Mais Greuze aura été un homme affolé par les femmes. Pour lui et cela se lit dans ses oeuvres, les hommes sains aiment le plaisir des sens ; ils ont une vision charnelle de la réalité amoureuse . Seuls  les faibles, les âmes chimériques sont des adeptes de  l’amour.

Que ce soit un portrait ou une scène mélodramatique,  la chair et le désir palpable inondent  ses œuvres.

Que la peinture représente un prêtre chaperonnant des femmes distraites ou une blanchisseuse pleine d’ardeur mais peu occupée à sa tâche, la sensualité, suggérée plutôt que montrée, rayonne  dans le grand théâtre greuzien.

Jean-Baptiste Greuze, La blanchisseuse, 1761, huile sur toile, 41×33 cm Getty center, Los Angeles.

Pour s’en rendre compte prenons l’exemple, parmi d’autres, du sujet de la jeune femme à la cruche

Jean-Baptiste Greuze, La cruche cassée, 1771, huile sur toile, 109×87 cm,musée du Louvre,Paris

Pour des raisons bibliques la cruche est le symbole de la virginité ou de la chasteté. Mais la virginité ne devrait pas tarder à se voir perdue.

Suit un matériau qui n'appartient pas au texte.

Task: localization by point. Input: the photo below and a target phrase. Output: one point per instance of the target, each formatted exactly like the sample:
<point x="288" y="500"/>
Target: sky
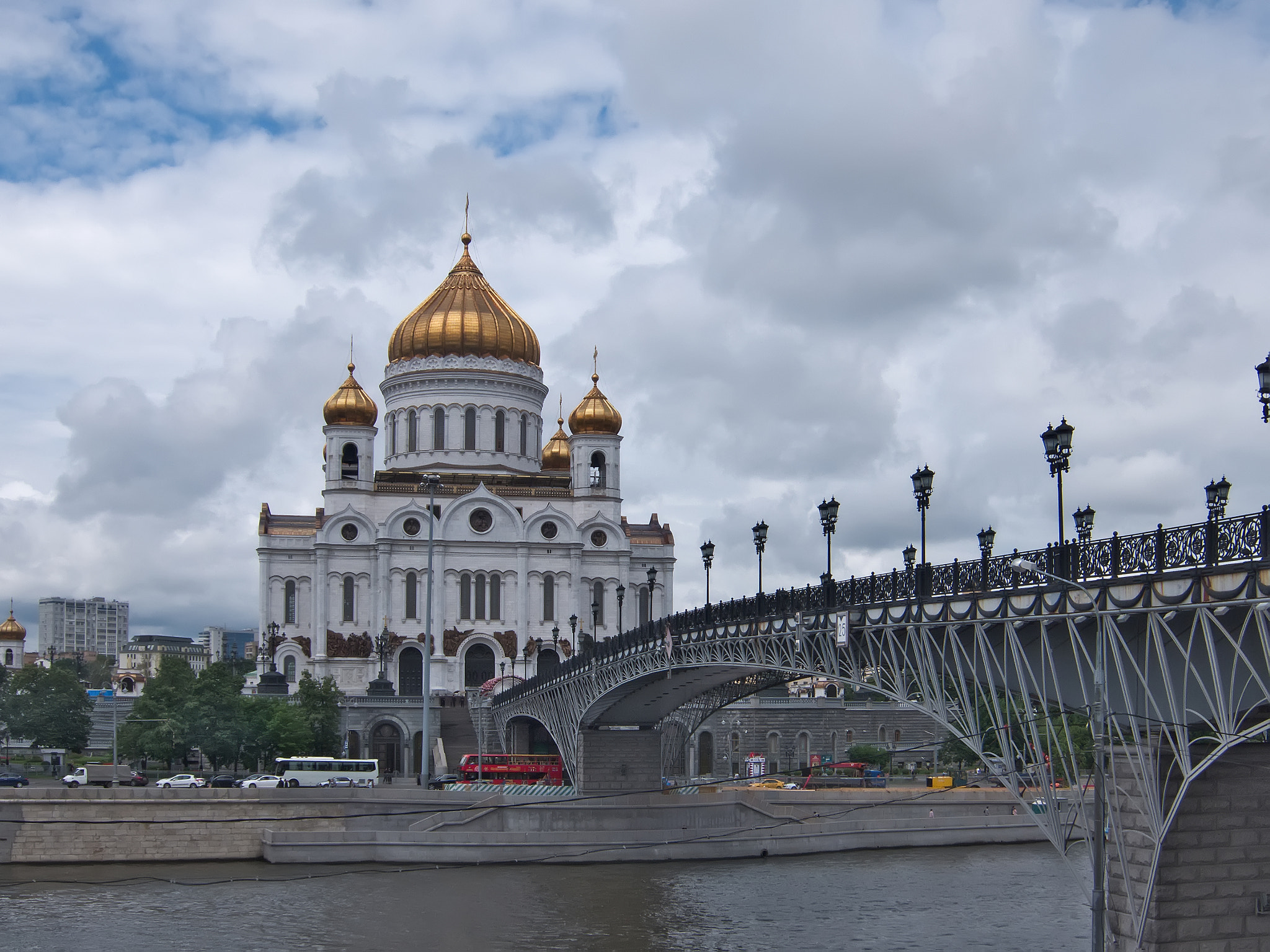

Un jour, Abraham vieilli, demande à son plus ancien serviteur Eliezer de Damas de ramener de son pays une femme de sa famille pour  Isaac. Le serviteur part pour Haram  avec dix chameaux chargés de présents. Là, le soir venu, il fait s’accroupir ses chameaux près d’un puits où il peut voir les femmes qui viennent puiser de l’eau. Il prie Dieu pour qu’une femme lui donne à boire et abreuve ses chameaux et voit Rébecca, très belle et  vierge qui remplit sa cruche …

Au XVIIIème siècle le thème avait inspiré plusieurs artistes.

Benjamin West, « Le serviteur d’Isaac attachant le bracelet au bras de Rebecca », vers 1775, Centre d’art britannique Yale ( Connecticut  Etats-Unis)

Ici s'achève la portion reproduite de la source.